On Christopher Hill's The World Turned Upside Down
Which single book has meant most to me, intellectually? The truest response, for anyone who retains pretensions to mental vivacity, is: whatever one has just finished reading (unless of course it is complete rubbish). That is especially the case if one is excited by a wide and promiscuous range of subjects in lots of different bits of the world. I am certainly in that category - too much so for my own good. You know how academic attitudes go on that front: I'm a polymath, you're eclectic, he's a dilettante. Today's answer, then, might be Peter Hart's The IRA and its Enemies, or Winston James on West Indian radicals, Ben Kiernan on Pol Pot, Carolyn Hamilton on Shaka ZuluI (Hold on a moment: I am a very pacific person, so why are most of those choices to do with bloody slaughter and mass brutality?) Over the longer term, maybe the most ambient intellectual influence for me has been the German philosopher Jurgen Habermas - but words such as "exhilarating", "cathartic" or "life-affirming" do not trip lightly off the lips in relation to Habermas's rather ponderous tomes, so he is ruled out for present purposes.
For the most important forces shaping my attitudes to history, I have to go back to school days. I had excellent history teachers at my Home Counties grammar in the 1970s: but my instinct was always, naturally, to disagree with them about everything, and to ignore any suggestions they made about what I should read. I was probably right, at least in terms of my emerging politics. The fact that the two who meant most to me left teaching soon thereafter - one to become a Conservative Party official, the other a Foreign Office Arabist - may offer a subtle hint that the history department was not exactly a hothouse of radicalism. For me, the inspirational book was a subversive counter-text to the still almost entirely top-down version of history we were taught - Christopher Hill's The World Turned Upside Down. That remarkable study of England's radical underworlds in the mid-17th century seemed to offer a new way of viewing the past and a vision of lost, but perhaps recoverable, political possibilities. It also seemed like part of the spirit of the age when I first read it - the dying fall of the Callaghan government, the glory days of the Clash. Hill's Levellers, Diggers and Ranters seemed to speak directly to my own muddled idealism. Wandering around with my CND and Anti-Nazi League badges could feel (however absurdly, in retrospect) like marching in Gerrard Winstanley's footsteps. A little later E. P. Thompson's English Jacobins - and C. L. R. James's Haiitian ones - reinforced the same effect.
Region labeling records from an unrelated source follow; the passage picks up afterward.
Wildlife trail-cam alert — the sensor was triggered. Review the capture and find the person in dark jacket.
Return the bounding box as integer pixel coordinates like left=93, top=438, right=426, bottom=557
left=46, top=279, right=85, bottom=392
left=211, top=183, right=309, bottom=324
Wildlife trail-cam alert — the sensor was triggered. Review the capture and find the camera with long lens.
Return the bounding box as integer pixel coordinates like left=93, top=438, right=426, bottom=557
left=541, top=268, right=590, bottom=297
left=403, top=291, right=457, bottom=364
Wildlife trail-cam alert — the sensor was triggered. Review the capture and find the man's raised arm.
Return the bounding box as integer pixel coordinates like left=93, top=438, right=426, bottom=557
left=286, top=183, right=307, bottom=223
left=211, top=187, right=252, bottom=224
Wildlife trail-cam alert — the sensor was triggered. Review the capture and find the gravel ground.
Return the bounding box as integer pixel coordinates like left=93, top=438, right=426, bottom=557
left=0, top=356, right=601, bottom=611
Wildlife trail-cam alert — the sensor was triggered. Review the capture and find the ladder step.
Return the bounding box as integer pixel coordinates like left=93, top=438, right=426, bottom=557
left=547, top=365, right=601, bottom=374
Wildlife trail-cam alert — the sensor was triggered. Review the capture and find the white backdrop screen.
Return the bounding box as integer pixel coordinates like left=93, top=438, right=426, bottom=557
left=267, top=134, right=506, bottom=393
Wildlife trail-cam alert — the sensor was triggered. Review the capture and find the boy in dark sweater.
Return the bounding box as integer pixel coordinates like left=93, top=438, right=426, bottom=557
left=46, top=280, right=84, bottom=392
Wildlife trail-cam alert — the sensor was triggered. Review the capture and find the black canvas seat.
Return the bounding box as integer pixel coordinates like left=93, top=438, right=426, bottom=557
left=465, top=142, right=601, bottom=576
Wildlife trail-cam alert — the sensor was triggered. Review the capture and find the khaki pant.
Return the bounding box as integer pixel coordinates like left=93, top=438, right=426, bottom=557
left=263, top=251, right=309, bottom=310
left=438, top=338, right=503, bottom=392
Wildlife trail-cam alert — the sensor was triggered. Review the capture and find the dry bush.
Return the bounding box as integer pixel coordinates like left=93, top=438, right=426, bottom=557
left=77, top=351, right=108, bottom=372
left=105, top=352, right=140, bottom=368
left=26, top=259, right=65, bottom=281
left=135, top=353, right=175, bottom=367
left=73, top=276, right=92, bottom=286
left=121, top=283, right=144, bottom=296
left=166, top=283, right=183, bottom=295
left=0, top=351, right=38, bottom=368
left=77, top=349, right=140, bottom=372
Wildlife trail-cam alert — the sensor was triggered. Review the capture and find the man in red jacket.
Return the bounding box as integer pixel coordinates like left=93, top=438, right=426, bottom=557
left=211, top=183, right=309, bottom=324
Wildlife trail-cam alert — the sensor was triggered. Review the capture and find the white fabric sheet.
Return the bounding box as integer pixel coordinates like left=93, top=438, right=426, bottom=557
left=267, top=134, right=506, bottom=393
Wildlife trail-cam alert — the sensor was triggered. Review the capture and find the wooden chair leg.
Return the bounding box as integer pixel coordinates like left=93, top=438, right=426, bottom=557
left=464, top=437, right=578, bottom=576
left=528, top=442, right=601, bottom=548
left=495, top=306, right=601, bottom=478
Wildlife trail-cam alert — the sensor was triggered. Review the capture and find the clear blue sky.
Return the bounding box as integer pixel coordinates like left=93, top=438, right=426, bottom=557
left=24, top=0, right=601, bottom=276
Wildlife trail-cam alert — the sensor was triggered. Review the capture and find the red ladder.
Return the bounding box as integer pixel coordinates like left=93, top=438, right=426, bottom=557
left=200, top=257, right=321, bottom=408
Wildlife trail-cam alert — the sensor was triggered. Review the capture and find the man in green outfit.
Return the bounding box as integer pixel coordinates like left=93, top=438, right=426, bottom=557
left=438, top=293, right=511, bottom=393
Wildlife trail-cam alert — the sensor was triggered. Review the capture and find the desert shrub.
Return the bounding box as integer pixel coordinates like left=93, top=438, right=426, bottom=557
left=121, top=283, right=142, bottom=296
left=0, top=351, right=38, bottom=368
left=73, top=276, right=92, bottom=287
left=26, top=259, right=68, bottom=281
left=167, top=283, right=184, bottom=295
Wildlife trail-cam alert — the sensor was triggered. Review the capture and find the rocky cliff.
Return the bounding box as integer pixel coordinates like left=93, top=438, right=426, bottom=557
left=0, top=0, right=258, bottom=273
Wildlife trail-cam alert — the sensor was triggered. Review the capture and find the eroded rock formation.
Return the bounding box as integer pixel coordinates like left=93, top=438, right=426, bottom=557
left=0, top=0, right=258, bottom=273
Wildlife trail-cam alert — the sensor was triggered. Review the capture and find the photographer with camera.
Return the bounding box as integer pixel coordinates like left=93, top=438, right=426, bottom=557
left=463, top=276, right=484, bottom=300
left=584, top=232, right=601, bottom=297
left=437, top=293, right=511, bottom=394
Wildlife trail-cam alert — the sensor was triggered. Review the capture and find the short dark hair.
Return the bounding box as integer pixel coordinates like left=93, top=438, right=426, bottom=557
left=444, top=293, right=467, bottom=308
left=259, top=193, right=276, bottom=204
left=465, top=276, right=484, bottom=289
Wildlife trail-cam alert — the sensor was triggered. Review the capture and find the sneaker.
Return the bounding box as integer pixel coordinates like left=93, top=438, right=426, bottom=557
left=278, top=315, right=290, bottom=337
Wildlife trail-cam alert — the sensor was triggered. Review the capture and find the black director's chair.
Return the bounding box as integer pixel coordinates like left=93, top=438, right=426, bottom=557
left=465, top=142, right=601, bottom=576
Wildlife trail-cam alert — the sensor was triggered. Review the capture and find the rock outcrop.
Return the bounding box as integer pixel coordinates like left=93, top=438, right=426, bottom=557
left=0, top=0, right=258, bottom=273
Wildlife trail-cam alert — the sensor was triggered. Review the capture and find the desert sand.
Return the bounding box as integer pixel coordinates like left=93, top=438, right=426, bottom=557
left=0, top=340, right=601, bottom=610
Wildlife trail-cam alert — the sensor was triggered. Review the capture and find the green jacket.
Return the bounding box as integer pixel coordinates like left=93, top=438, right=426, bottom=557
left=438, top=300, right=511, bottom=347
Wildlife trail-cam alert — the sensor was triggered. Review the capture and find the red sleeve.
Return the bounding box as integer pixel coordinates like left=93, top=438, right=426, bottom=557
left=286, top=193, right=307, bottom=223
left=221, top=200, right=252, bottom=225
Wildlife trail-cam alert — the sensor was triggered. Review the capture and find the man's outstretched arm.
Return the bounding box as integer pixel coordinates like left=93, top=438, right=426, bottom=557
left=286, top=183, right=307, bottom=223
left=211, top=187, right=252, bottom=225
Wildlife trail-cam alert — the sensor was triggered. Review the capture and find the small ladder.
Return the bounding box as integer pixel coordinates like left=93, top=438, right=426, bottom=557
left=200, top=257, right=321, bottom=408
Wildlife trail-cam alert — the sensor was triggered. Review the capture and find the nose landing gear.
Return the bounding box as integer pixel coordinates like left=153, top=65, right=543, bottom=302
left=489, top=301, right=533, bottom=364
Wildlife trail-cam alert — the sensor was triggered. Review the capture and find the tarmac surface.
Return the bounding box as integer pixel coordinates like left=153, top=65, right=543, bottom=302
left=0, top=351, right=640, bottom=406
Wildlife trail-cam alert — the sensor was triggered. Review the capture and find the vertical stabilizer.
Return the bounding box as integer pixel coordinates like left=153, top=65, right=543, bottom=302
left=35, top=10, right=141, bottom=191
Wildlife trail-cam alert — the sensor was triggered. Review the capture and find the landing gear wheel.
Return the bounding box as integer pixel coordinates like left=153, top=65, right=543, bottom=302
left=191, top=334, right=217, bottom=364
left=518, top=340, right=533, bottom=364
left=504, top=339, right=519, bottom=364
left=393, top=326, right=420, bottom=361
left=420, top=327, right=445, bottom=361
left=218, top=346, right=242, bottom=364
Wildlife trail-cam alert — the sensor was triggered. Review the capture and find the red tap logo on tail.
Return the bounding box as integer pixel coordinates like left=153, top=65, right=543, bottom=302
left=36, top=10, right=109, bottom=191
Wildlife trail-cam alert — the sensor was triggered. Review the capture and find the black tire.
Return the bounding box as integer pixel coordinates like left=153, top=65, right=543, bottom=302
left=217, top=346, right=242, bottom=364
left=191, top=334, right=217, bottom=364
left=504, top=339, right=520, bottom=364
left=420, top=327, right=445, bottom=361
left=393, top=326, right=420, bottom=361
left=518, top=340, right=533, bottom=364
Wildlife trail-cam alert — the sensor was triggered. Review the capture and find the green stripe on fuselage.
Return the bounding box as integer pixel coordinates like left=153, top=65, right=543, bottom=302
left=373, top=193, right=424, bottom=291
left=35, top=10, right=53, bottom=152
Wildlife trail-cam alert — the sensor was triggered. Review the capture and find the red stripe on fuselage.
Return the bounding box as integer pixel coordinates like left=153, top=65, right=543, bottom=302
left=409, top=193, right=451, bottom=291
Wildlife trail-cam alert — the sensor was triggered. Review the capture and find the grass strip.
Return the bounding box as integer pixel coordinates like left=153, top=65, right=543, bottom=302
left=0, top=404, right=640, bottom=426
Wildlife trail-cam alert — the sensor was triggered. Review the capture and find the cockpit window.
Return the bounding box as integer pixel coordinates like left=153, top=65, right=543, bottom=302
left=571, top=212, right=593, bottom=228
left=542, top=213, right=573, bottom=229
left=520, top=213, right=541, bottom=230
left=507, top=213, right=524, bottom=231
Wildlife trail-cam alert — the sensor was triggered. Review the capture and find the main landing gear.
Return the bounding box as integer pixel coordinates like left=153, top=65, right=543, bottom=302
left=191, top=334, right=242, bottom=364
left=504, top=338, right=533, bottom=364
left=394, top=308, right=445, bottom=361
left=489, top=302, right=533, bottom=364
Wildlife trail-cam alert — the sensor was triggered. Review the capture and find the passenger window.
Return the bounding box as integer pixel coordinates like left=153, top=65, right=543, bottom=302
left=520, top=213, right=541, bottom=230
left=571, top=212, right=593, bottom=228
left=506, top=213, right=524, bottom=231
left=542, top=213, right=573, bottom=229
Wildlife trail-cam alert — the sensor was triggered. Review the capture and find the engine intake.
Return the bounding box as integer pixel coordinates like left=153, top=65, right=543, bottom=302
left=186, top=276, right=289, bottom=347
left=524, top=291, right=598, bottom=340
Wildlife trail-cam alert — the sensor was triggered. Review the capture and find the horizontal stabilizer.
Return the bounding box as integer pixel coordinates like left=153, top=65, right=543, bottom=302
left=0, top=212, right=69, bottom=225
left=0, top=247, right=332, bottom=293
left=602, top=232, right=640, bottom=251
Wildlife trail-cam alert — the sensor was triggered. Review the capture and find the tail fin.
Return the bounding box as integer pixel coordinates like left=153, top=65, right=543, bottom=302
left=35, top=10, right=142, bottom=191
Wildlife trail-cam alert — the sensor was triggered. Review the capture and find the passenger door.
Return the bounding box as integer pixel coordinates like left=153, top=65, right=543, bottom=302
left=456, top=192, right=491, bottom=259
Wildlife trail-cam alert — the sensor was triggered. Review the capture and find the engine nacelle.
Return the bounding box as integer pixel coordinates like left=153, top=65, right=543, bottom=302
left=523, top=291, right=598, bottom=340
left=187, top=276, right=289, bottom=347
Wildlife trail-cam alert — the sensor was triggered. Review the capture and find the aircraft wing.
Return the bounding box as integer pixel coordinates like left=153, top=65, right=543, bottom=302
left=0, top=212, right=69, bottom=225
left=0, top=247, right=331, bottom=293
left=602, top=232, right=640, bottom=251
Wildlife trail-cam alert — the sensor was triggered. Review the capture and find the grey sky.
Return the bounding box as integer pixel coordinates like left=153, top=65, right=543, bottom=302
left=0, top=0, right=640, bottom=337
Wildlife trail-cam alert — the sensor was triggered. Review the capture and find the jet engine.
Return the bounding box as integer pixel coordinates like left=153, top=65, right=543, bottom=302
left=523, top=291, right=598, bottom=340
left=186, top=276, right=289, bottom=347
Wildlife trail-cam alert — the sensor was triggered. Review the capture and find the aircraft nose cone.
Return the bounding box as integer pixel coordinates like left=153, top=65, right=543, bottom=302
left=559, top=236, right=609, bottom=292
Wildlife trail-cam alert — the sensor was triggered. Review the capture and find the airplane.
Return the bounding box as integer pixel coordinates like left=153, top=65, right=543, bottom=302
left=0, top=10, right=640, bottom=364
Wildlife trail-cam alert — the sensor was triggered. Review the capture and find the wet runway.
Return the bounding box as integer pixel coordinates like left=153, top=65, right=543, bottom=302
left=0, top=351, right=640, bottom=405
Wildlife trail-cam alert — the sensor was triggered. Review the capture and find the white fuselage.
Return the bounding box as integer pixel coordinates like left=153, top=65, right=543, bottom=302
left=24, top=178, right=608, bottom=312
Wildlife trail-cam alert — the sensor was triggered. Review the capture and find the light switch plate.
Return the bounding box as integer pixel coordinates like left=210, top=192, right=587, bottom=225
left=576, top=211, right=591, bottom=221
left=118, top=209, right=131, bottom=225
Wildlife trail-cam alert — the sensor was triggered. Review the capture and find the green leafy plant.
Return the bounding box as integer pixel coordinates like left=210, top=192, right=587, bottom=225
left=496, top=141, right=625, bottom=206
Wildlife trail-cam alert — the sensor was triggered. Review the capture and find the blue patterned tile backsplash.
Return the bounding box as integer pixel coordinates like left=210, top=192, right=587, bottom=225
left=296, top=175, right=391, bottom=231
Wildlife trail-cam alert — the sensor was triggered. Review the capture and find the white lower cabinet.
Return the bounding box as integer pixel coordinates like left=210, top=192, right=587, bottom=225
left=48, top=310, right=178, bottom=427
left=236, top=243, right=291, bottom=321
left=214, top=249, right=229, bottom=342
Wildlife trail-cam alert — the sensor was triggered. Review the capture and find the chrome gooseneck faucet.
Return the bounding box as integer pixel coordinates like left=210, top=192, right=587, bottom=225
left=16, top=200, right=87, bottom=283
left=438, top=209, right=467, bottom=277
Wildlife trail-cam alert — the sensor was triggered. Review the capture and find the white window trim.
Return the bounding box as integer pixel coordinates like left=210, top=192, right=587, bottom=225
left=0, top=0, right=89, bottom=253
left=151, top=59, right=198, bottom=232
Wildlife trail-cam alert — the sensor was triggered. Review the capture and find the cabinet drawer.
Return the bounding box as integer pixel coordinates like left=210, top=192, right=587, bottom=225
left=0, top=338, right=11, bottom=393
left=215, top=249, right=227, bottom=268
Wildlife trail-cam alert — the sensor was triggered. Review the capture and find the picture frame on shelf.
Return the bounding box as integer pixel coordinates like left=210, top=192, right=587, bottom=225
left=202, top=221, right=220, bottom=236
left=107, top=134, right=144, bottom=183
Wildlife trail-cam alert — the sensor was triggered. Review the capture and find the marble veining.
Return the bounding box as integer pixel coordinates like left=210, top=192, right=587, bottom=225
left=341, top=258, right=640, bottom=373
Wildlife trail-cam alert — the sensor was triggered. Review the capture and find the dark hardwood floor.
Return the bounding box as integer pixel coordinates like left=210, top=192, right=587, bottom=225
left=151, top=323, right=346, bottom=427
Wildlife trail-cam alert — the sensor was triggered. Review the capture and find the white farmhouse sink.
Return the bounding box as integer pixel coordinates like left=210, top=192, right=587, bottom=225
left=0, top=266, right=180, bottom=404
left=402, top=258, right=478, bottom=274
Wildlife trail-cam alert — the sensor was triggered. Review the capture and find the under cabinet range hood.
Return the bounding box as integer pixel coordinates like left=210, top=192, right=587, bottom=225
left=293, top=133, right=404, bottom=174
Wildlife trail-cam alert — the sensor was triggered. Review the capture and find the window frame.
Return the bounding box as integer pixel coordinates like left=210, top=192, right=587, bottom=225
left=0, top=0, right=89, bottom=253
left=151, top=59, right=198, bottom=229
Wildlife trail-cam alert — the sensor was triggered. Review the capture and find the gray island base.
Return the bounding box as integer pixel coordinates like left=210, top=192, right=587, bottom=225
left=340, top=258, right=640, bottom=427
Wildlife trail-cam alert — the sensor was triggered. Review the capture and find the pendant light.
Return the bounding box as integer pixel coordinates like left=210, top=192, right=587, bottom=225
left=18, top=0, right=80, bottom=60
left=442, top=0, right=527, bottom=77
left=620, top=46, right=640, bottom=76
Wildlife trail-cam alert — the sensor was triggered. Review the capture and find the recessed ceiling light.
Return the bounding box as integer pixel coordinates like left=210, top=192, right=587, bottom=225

Twenty years on, I can recognise a mass of faults in Hill's work, and in that book in particular. His so-very-English political vision, of the 17th century and of the 20th, looks very parochial now that we have learned more fully to grasp the British-Irish, the Atlantic and the European dimensions of what Hill called the "English" Revolution. Some of the book's heroes impress me now rather as religious fanatics than as primitive socialists: more Ian Paisley's ancestors than Tony Benn's. And a great deal of Hill's interpretive and methodological architecture has since crumbled or been chipped away by subsequent research. Yet even now, when I find his lifework under often mean-spirited attack, a ghost of my adolescent passion for him springs up in defence. (It does not help my struggle to be objective, admittedly, that the most substantial book-length critique of Hill includes several unacknowledged quotations from my own work.) It has been inspirational too, in more recent years, to see so regularly the octogenarian Hill still hard at work, his desk in the Bodleian Library's Upper Reading Room piled high with books and manuscripts. Note, the Upper Reading Room: there are mornings when trudging up there seems to me, at well under half Hill's age, to involve far too many stairs. Christopher Hill's continuing dedication to history underlines why my first intellectual-cum-political love affair remains, in memory, far more than just a teenage crush.
Stephen Howe is lecturer in politics, Ruskin College, Oxford.